For many of us, the arrival of the autumn season ignites a sense of comfort, mystery and ultimately, change. In certain places, visible changes fill the air: the transformation of green leaves into orange, red and golden hues, crispness in the air, and the shift of the setting and rising sun. Allie, a baker, says, “Even though Autumn is one of my busiest working seasons, I always start the season with decluttering my space and making piles for donations if necessary. It’s an amazing way to shed actual clutter and emotional weight.” The transition from summer to fall can serve as a great reminder for us to reevaluate and reset our lives, ultimately enhancing positive self-growth. Today, we will explore different ways to rejuvenate your life at your job this Fall.
1. Declutter your work space:
This won’t apply to every job, but if you have a desk or designated space, take a moment to declutter and organize. This does not have to be an extreme clean out; even throwing away old papers or organizing your pens can serve as a reset. According to mental health match, “Organizing allows you to clear your space emotionally- you can experience closure by purging items that you no longer need, or that are weighing you down. Organizing allows you to experience feeling more grounded in your space- you can feel more at ease and less stressed in a home that is clutter free.” Another idea is taking 5 minutes every morning to prep your space. You’ll be amazed at the results.
You’ve heard this a million times, but there’s a reason meditation is suggested on every mental health list. In a similar way to removing physical clutter from your space, practicing presence is decluttering your mind. How often do you find yourself slipping into the past or future? It’s easy to think of the past, either fondly and/or sadly. It’s also easy to daydream about the future and what could happen. Even though it’s natural, when we do this, we clutter our mind with distractions. Meditation is simply taking even a few seconds to pay attention to your thoughts and guide yourself back to the present. Even practicing a couple times a day will increase your awareness over time.
3. Be Intentional:
Setting daily goals and intentions can be life-changing. You can mentally determine a goal and intention or write one down. An example of an intention could be: “I want to practice actively being a team player today,” or “I will practice being assertive today.” Whatever it may be, reminding yourself of your daily purpose boosts internal morale and promotes a fresh mood. Some people prefer setting a different intention every day to maintain a fresh and curious perspective. Taylor, a retail manager, says, “I like setting intentions, because it gives me something specific to focus on that day. So if I find myself feeling bored or uninspired, I remember my intention for the day and shift my focus.” You can start off by setting one simple intention for the day, week, month, etc. See if your perspective shifts.

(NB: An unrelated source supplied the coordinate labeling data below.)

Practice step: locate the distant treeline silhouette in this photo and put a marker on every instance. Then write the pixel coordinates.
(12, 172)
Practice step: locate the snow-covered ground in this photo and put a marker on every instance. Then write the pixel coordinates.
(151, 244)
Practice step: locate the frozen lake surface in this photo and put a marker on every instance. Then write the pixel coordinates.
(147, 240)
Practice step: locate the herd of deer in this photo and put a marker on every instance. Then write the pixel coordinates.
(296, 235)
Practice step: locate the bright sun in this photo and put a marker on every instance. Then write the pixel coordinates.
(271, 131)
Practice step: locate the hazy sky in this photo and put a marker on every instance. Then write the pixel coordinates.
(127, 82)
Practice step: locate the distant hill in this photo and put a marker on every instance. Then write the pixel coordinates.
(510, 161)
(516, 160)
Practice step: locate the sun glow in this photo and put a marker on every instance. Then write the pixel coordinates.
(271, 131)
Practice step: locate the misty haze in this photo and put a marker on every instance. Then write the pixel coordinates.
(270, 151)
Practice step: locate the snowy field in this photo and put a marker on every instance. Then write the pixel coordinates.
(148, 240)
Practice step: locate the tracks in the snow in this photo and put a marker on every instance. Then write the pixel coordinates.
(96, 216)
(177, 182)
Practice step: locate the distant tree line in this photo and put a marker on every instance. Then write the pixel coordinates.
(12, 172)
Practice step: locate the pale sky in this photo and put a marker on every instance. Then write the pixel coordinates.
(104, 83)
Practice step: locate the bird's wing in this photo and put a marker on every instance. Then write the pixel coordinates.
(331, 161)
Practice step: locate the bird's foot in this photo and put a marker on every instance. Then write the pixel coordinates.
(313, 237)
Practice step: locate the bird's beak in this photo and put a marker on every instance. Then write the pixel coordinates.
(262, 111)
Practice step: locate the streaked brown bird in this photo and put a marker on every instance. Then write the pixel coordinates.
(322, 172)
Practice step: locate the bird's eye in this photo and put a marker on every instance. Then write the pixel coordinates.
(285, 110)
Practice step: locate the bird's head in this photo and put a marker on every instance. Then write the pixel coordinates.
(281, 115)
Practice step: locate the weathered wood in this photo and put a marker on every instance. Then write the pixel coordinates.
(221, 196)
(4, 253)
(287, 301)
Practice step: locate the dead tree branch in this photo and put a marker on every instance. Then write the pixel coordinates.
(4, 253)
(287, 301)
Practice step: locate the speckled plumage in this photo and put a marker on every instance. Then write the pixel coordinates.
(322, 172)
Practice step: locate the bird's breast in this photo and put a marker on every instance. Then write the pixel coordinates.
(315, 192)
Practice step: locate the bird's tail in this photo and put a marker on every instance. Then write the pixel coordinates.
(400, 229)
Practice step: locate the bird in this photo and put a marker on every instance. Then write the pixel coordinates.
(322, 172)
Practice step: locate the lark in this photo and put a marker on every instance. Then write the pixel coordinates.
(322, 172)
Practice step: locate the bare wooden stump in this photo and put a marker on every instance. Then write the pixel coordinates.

This is your life; personalize it as much as you want! Of course, there may be restrictions on certain things, but adding your own twist matters. If you’re able to personalize your space, take a moment to evaluate what’s there now and what you would like to see. “I have a very tiny water fountain that creates a relaxing ambiance,” says Jade, an accountant. Most of us spend 1/3 of our lives at work. We may as well create an atmosphere we like. You can even personalize other things, like your lunch. Packing your favorite snack or meal personalizes your day and gives you something to look forward to.
5. Get Outside:
Receiving natural light is important for melatonin production, which is responsible for making us sleepy. A lot of us work indoors, staring at a screen. Stepping outside even for a couple minutes a day can be an improvement. It also acts as a mini reset for that day. “During my lunch break, I took 5 minutes to stand or walk outside,” says Landon, a counselor. “It made a huge difference in my mood and outlook for the day.” Furthermore, “A study in the Journal of Environmental Science and Technology states In a meta-analysis of ten studies, they found that getting outside—and moving—for as little as five minutes at a time improved both mood and self-esteem.” You can start small, even going outside for 1 minute and seeing how it shifts your mood.
In many places, when the summer air begins to shift into autumn, we are reminded of change and renewal. It is important that we check in with our jobs and renew and reevaluate our physical and mental spaces. This can make a world of difference in your work life and ultimately your well being.